I don’t tell her that getting her out of D.C. was the tactical key. Those men expect her to lie low within the city, to hide rather than run. Most civilians do—they retreat to familiar territory when threatened, a human instinct that makes them predictable. I’ve gained a significant advantage by extracting her across state lines.
“You keep checking the mirrors.” She’s observing me again, cataloging my behaviors.
“Force of habit.” I adjust the temperature control. The SUV’s air conditioning struggles against the summer heat. “Constant awareness keeps people alive.”
“Sounds exhausting.”
“It becomes second nature.” A half-truth.
The hypervigilance is exhausting, but it’s a familiar exhaustion. The kind I can manage through tactical napping and carefully portioned caffeine. Nothing like the unfamiliar drain of constantly fighting my body’s response to her.

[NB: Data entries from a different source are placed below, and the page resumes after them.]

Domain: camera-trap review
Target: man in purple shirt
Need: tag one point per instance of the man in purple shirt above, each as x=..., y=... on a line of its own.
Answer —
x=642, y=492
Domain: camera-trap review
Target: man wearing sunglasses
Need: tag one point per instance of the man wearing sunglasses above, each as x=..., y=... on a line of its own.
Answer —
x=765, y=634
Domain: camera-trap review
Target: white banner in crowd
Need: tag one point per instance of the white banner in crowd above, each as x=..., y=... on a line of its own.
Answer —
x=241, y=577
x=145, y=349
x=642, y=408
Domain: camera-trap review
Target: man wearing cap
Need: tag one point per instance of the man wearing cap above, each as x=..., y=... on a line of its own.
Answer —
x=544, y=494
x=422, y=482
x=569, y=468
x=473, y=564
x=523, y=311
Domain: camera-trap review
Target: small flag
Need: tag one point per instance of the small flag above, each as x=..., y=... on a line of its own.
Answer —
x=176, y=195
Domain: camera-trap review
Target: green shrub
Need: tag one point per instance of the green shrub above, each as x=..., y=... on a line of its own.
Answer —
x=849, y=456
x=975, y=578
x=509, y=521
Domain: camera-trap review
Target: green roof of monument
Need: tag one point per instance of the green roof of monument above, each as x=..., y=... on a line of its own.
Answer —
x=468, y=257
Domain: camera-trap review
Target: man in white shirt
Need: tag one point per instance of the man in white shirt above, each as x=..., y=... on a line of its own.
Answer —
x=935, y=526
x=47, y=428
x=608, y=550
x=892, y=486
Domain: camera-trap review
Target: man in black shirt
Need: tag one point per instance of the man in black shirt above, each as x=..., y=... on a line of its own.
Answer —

“Get some rest,” I tell her, nodding toward the reclined passenger seat. “We’ve got a long day ahead.”
To my surprise, she doesn’t argue. Just settles against the headrest, eyes drifting closed. I envy the ease with which she transitions from alertness to rest. Perhaps a journalist’s skill is grabbing sleep between deadlines and danger.
Her breathing slows, deepens. I keep my eyes on the road, ignoring the urge to glance at her relaxed form. Ignoring how the sun catches in her hair, turning the auburn to fire.

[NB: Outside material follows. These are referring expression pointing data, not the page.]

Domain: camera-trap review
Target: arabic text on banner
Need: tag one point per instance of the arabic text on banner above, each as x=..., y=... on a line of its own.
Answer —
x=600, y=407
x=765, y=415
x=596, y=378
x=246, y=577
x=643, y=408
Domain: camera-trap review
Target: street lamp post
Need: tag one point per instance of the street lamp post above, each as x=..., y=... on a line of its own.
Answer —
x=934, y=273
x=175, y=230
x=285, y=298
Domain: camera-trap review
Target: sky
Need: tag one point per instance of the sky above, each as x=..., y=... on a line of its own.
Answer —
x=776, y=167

I implement a micro-nap at a gas station outside Des Moines. We’ve covered nearly seven hundred miles of zigzagging since the Illinois border. Ninety seconds of controlled unconsciousness—a technique perfected during long surveillance operations. Eyes closed, head back, mind allowed to slip precisely seven layers down from full alertness. Ninety seconds to reset the system and clear the cognitive debris.
It helps, marginally. But not with the real problem.
The real problem walks out of the gas station holding two cups of coffee, her stride still carrying the hint of a limp from her injured knee. The real problem settles back into the passenger seat with a sigh that sends a ripple of awareness down my spine. The real problem keeps watching me with eyes that alternate between suspicion and something far more dangerous.